Before my father realized the severity of his state, I watched him slip farther away from my mother, sister, and I, which prompted greater responsibility to fall on my shoulders. No longer could I rely on my father to remember my mother on Valentine’s Day, my sister on her birthday, or his mother on Mother’s Day. As the new male figure of the house, I assumed all responsibilities he used to own, and fulfilled the majority to the best of my ability. When my father’s collection of liquor receipts grew larger, my mother’s wallet grew lighter, which then encouraged me to wash cars in the neighborhood for a little extra money. I did not realize, however, that the profits I gave my mom went beyond strengthening her stability, but strengthened her spirits as well.
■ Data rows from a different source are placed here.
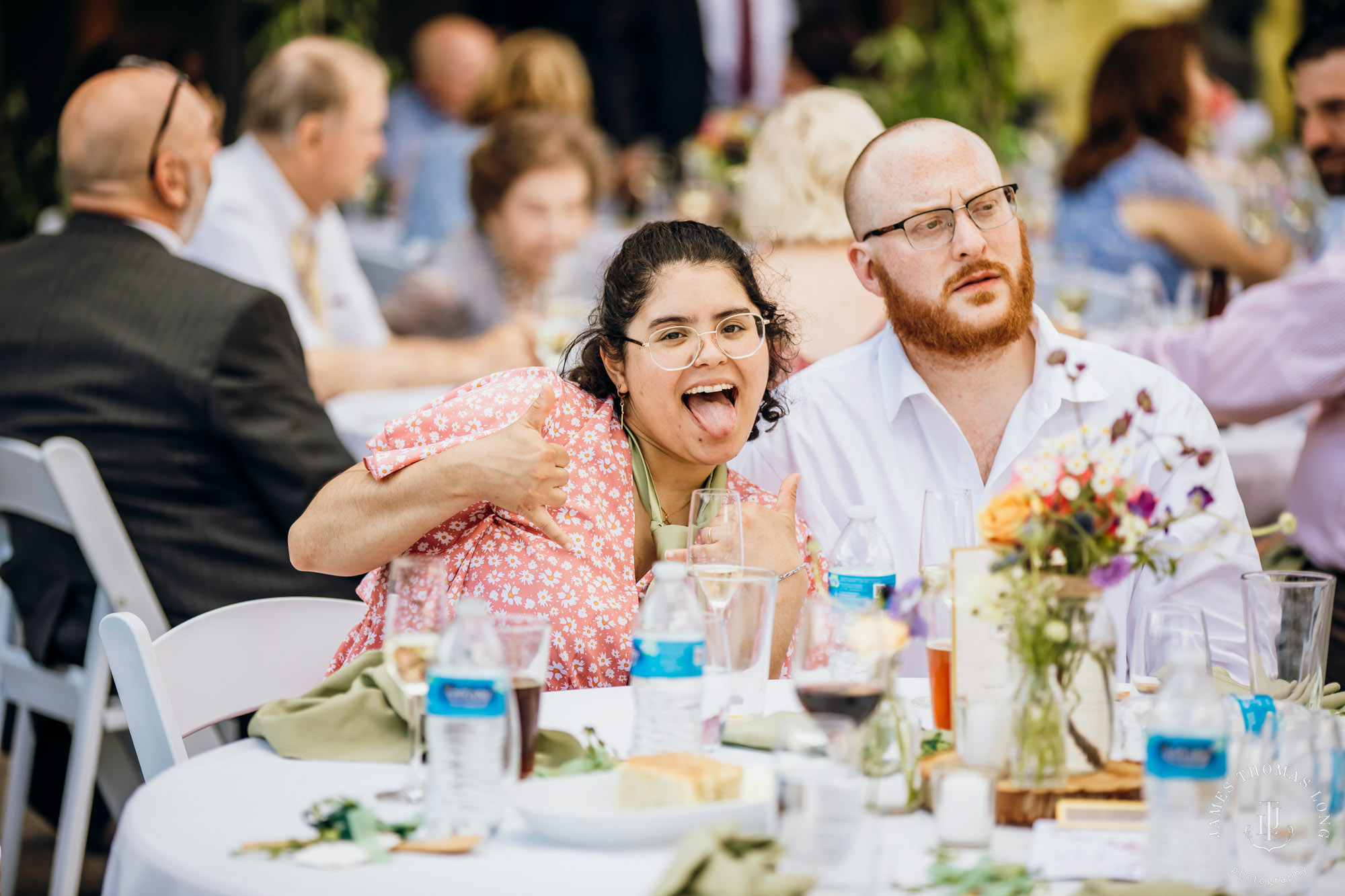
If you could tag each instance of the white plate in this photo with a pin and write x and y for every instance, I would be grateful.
(582, 810)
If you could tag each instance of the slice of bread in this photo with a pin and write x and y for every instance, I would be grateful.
(676, 779)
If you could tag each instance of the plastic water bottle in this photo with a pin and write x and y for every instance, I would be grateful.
(1187, 764)
(668, 666)
(470, 717)
(860, 560)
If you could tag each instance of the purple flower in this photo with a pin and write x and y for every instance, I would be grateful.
(1200, 497)
(1113, 573)
(1143, 503)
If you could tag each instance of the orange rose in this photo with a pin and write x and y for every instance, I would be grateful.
(1005, 514)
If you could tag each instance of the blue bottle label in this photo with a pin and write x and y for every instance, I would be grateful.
(1199, 758)
(668, 658)
(1256, 710)
(857, 589)
(474, 697)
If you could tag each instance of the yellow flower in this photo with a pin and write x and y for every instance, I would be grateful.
(1003, 518)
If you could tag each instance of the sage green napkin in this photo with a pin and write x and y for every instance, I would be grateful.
(1147, 888)
(720, 861)
(757, 733)
(357, 715)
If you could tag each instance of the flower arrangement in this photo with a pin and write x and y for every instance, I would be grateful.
(1071, 524)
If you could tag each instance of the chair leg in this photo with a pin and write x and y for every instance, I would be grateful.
(81, 775)
(17, 799)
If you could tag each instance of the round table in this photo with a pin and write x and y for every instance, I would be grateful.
(178, 833)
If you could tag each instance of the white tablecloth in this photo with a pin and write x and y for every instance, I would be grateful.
(177, 833)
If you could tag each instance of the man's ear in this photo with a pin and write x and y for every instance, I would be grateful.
(171, 181)
(863, 264)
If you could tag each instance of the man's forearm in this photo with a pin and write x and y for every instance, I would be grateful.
(357, 522)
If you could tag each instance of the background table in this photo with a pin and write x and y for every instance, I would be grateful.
(177, 833)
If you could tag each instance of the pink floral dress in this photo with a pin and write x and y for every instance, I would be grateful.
(590, 594)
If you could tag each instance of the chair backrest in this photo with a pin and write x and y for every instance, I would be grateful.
(220, 665)
(59, 485)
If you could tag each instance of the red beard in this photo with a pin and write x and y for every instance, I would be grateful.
(937, 327)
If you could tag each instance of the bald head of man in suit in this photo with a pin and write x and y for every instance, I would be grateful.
(111, 162)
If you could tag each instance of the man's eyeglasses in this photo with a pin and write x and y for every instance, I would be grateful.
(933, 229)
(679, 348)
(145, 63)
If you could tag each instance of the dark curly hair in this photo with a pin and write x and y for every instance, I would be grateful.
(627, 284)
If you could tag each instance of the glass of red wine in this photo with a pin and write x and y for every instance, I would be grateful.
(839, 659)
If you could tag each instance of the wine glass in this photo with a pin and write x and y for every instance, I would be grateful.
(1164, 631)
(946, 524)
(839, 658)
(714, 561)
(415, 615)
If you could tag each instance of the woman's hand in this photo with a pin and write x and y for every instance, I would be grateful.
(770, 540)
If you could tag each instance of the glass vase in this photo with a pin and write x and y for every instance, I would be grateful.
(1086, 680)
(1038, 745)
(888, 752)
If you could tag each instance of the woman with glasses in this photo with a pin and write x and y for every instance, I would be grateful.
(673, 377)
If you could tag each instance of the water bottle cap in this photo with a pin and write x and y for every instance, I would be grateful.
(669, 569)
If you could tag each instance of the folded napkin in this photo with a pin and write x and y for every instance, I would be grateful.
(1147, 888)
(720, 861)
(757, 733)
(357, 715)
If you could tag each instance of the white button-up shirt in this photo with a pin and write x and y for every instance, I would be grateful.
(251, 217)
(866, 430)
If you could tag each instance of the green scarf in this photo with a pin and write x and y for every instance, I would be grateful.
(666, 536)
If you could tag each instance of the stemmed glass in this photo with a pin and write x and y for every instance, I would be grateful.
(1164, 631)
(714, 561)
(415, 616)
(946, 524)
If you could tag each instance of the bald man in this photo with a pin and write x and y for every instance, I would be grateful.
(188, 388)
(966, 380)
(450, 58)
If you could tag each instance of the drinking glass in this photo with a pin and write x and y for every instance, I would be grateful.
(1276, 819)
(839, 658)
(746, 624)
(1289, 622)
(714, 556)
(946, 524)
(415, 615)
(527, 642)
(822, 822)
(1164, 630)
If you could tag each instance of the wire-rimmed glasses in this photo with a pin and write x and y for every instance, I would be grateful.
(679, 348)
(931, 229)
(145, 63)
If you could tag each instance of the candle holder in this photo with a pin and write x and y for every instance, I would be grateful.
(964, 805)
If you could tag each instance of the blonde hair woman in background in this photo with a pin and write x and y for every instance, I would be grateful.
(794, 206)
(533, 69)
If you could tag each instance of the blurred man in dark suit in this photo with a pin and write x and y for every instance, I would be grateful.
(188, 388)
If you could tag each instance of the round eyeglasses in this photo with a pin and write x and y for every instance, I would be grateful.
(933, 229)
(679, 348)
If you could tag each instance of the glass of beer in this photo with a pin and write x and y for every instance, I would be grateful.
(415, 615)
(946, 524)
(527, 641)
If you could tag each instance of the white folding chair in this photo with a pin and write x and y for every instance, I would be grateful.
(219, 665)
(60, 486)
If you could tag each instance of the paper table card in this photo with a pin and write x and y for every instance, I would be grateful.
(980, 647)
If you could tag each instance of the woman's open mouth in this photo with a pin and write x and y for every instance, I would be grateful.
(715, 408)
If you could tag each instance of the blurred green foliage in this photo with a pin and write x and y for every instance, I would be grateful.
(953, 60)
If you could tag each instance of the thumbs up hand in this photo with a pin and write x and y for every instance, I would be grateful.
(525, 474)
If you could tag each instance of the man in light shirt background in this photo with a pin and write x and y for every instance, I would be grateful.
(1281, 345)
(314, 115)
(958, 388)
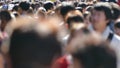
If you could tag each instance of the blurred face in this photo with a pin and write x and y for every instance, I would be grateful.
(98, 19)
(117, 31)
(87, 20)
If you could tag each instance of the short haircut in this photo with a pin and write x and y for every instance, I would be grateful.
(115, 10)
(74, 16)
(93, 54)
(5, 15)
(24, 6)
(30, 46)
(65, 8)
(117, 25)
(48, 6)
(105, 7)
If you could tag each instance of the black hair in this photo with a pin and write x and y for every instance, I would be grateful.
(76, 4)
(117, 25)
(105, 7)
(65, 9)
(77, 19)
(29, 49)
(24, 6)
(15, 8)
(48, 6)
(96, 57)
(115, 11)
(83, 5)
(79, 8)
(5, 17)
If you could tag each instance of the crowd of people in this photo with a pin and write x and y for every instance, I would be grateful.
(66, 34)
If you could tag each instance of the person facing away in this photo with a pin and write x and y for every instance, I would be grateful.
(87, 53)
(101, 17)
(32, 44)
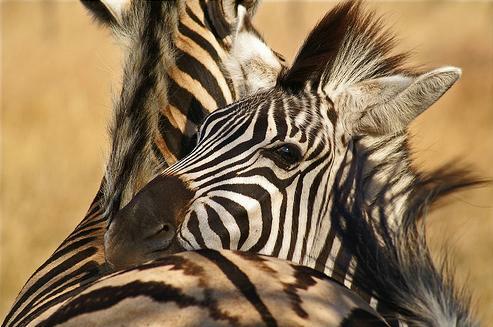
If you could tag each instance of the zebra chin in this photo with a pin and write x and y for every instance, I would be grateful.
(146, 228)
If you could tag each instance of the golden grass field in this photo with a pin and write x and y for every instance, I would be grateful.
(58, 71)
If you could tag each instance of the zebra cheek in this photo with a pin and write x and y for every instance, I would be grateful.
(145, 229)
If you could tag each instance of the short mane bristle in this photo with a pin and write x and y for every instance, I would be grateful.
(348, 45)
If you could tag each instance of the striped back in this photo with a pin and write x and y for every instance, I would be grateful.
(173, 75)
(215, 288)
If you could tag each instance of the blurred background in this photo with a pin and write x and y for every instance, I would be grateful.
(58, 70)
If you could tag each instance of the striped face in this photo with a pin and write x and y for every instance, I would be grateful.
(261, 175)
(259, 180)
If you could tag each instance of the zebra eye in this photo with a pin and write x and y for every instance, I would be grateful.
(286, 155)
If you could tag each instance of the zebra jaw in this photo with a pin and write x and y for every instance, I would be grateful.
(145, 229)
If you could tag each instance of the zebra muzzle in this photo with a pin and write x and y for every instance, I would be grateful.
(145, 229)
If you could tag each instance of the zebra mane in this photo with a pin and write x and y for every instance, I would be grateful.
(394, 263)
(347, 46)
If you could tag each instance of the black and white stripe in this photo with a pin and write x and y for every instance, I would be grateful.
(161, 41)
(266, 169)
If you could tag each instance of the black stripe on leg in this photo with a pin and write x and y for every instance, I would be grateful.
(360, 317)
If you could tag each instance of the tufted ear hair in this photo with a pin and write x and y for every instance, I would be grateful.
(106, 12)
(251, 63)
(389, 104)
(320, 48)
(223, 14)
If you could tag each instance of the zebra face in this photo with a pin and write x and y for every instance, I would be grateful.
(253, 160)
(262, 175)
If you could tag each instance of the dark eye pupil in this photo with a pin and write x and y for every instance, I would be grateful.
(289, 153)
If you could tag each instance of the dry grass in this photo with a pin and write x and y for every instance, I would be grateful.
(57, 72)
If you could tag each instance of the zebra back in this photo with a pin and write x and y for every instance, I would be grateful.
(215, 288)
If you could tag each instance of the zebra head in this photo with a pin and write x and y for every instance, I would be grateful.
(262, 175)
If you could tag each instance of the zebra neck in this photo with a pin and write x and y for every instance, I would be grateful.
(76, 262)
(376, 175)
(385, 178)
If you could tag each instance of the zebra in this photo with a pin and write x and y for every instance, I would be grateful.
(215, 288)
(266, 169)
(53, 306)
(80, 259)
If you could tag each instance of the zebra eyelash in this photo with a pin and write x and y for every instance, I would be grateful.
(286, 155)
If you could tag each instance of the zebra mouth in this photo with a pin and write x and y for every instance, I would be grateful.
(146, 228)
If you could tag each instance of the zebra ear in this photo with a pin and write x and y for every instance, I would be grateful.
(251, 64)
(106, 12)
(389, 104)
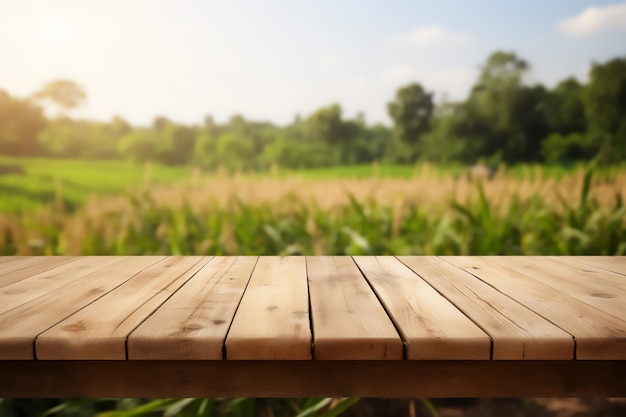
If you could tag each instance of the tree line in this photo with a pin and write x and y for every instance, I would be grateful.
(503, 119)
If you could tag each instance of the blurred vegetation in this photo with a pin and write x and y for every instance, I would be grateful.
(504, 119)
(425, 214)
(325, 184)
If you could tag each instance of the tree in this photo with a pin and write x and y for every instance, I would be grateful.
(326, 125)
(21, 121)
(411, 111)
(565, 110)
(503, 118)
(605, 108)
(66, 94)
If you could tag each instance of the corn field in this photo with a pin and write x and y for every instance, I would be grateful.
(577, 214)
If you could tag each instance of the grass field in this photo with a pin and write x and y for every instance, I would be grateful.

With the money my mom saved, she took my sister and I on a getaway to Disney World that put smiles on our faces and our minds at ease, which was worth a year’s worth of car-washes if necessary. This responsibility to my family and work transcended my desire to also succeed in my studies, which led me to receive Student of the Year during my senior year of high school, as well as graduate with honors from Florida Gulf Coast University in pursuit of my next goal: Attaining a Juris Doctor degree.

Because I welcomed responsibility at such a young age, I gained the ability to persevere not only at home, but in school and extracurricular activities as I grew older. When I was offered the opportunity to lecture in my Substantive Criminal Law class regarding the differences between criminal and civil law, I was allowed two weeks to prepare along with fulfilling other assignments, studying for two upcoming exams, and working a part-time job. I knew those weeks would pass very quickly, but because I grew-up attending to many responsibilities at once, I was able to believe in my ability to study, work, and also prepare a strong, enlightening lecture for my class. When the day arrived, I chose to present first, as I was ready to deliver the material I prepared. With 70 pairs of eyes looking back at me, one pair belonging to my professor, I cleared my throat and for a split-second, I was the little boy washing cars: Again in a position to prove my strength and perseverance when required. After I finished speaking, my professor and classmates enthusiastically applauded, which made me smile a proud smile, and relate again to the boy walking next to his mother and sister in Disney World. My professor later offered me the position of being his teaching assistant for the remaining of the year; I gladly accepted.

By representing and practicing our nation’s laws, lawyers aid and alleviate the issues that test our country’s citizens, which encompasses high-levels of responsibility and perseverance as they strive to fulfill their duty as attorneys. Before my father got help, I saw an opportunity to better the lives of my mother and sister, and make the best out of a struggling situation as I accepted this new responsibility. Looking back at how I made a poor situation result in a positive outcome has made me capable of embracing the magnitude of every opportunity when presented. If given the chance to study our nation’s laws, I will demonstrate high-levels of responsibility and perseverance because law school is my opportunity to better my life. I would be honored to represent your prestigious institution as a law school student as well as throughout my devoted career as a practicing attorney.